A new method reveals critical weaknesses in today’s most powerful AI systems and highlights shortcomings in how we measure their abilities.

The Competency Gap method decomposes large language model evaluation into interpretable benchmark and model gaps by leveraging a concept dictionary learned through sparse autoencoding, quantifying both how much benchmarks activate individual concepts and projecting model performance into concept space to yield per-concept scores across benchmarks and evaluation suites.
The Competency Gap method decomposes large language model evaluation into interpretable benchmark and model gaps by leveraging a concept dictionary learned through sparse autoencoding, quantifying both how much benchmarks activate individual concepts and projecting model performance into concept space to yield per-concept scores across benchmarks and evaluation suites.

Researchers introduce Competency Gaps, a technique leveraging sparse autoencoders to identify and quantify gaps in concept coverage within large language models and their associated benchmark datasets.

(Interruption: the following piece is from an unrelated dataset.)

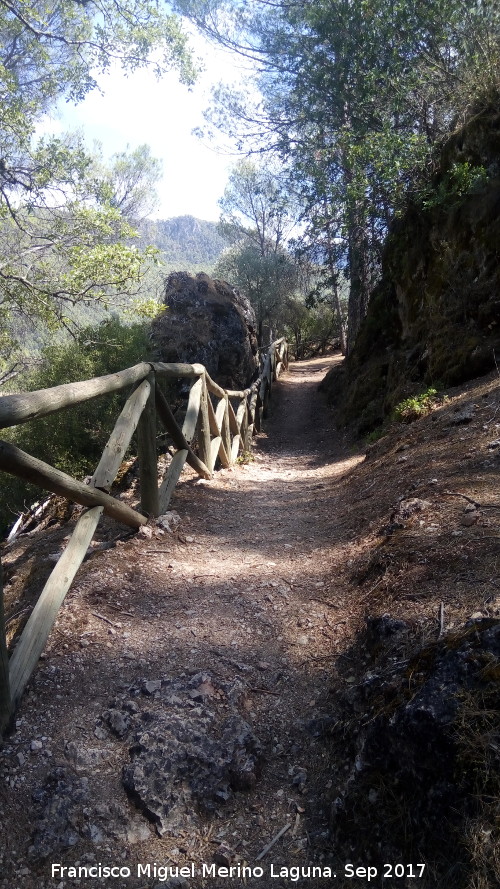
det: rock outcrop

Despite the increasing reliance on standardized benchmarks for evaluating large language models, aggregated metrics often obscure specific weaknesses and biases within both the models themselves and the benchmarks used to assess them. This work, ‘Uncovering Competency Gaps in Large Language Models and Their Benchmarks’, introduces a novel method leveraging sparse autoencoders to automatically identify these ‘competency gaps’-areas where models underperform or benchmarks lack comprehensive coverage. By grounding evaluation in model representations, the approach reveals consistent vulnerabilities related to asserting boundaries and safety, alongside benchmark imbalances favoring obedience and instruction-following. Could a more granular, representation-based evaluation unlock pathways to more robust and reliably aligned language models?

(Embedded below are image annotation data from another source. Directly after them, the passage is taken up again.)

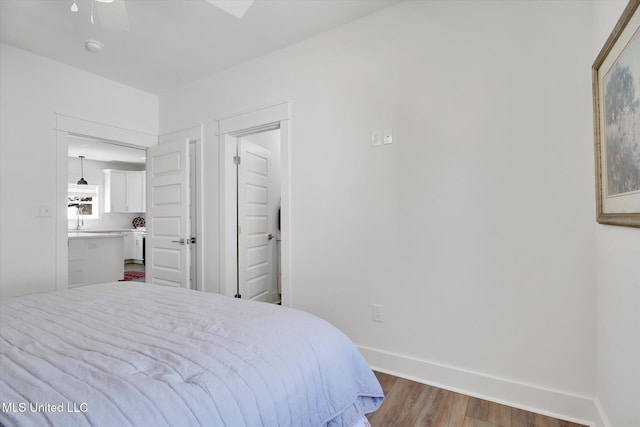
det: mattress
[0,282,383,427]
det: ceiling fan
[71,0,254,31]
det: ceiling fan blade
[96,0,129,31]
[207,0,253,19]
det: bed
[0,282,383,427]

Unveiling the Foundations of LLM Competency

Despite their ability to generate remarkably human-like text and achieve state-of-the-art results on many natural language processing tasks, Large Language Models (LLMs) consistently demonstrate unexpected limitations when faced with certain challenges. These aren’t simply errors, but rather systemic gaps in competency revealed across a surprisingly broad range of benchmarks – from logical reasoning and common sense knowledge to nuanced understanding of physical interactions and complex instructions. For instance, a model might excel at summarizing news articles, yet struggle with basic arithmetic or identifying subtle contradictions in a given narrative. This inconsistency suggests that LLMs, while proficient at pattern recognition and statistical associations, often lack genuine comprehension and can be easily misled by adversarial examples or ambiguous phrasing, highlighting a crucial need to move beyond aggregate performance metrics and investigate these vulnerabilities in detail.

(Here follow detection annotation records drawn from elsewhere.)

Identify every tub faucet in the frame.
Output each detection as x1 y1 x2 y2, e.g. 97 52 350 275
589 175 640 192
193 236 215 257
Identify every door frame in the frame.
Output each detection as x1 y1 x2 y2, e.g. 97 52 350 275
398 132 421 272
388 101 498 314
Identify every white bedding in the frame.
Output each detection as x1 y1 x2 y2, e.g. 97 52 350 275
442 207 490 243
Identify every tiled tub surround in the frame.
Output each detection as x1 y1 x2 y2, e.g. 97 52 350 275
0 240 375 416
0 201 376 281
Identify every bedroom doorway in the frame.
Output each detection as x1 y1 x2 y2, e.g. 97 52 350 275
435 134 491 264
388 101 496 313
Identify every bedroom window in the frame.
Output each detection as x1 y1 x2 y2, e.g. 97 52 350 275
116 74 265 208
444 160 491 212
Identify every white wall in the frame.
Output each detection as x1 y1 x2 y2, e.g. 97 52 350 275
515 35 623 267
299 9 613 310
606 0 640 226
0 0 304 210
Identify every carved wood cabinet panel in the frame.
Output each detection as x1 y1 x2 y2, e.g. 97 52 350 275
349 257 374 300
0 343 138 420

Current methods for assessing Large Language Models frequently rely on aggregate scores across benchmark datasets, offering a broad overview of performance but failing to dissect where precisely a model struggles and, crucially, why. This lack of granular insight presents a significant obstacle to meaningful progress; simply knowing a model performs poorly on a task doesn’t illuminate the root cause – is it a deficiency in reasoning, factual knowledge, understanding nuanced language, or an inability to generalize? Without pinpointing these weaknesses, developers are left to rely on broad, often inefficient, strategies for improvement, hindering the potential for targeted interventions and optimized model refinement. Consequently, advancements are slowed, and the path towards truly robust and reliable artificial intelligence remains obscured by a lack of diagnostic precision.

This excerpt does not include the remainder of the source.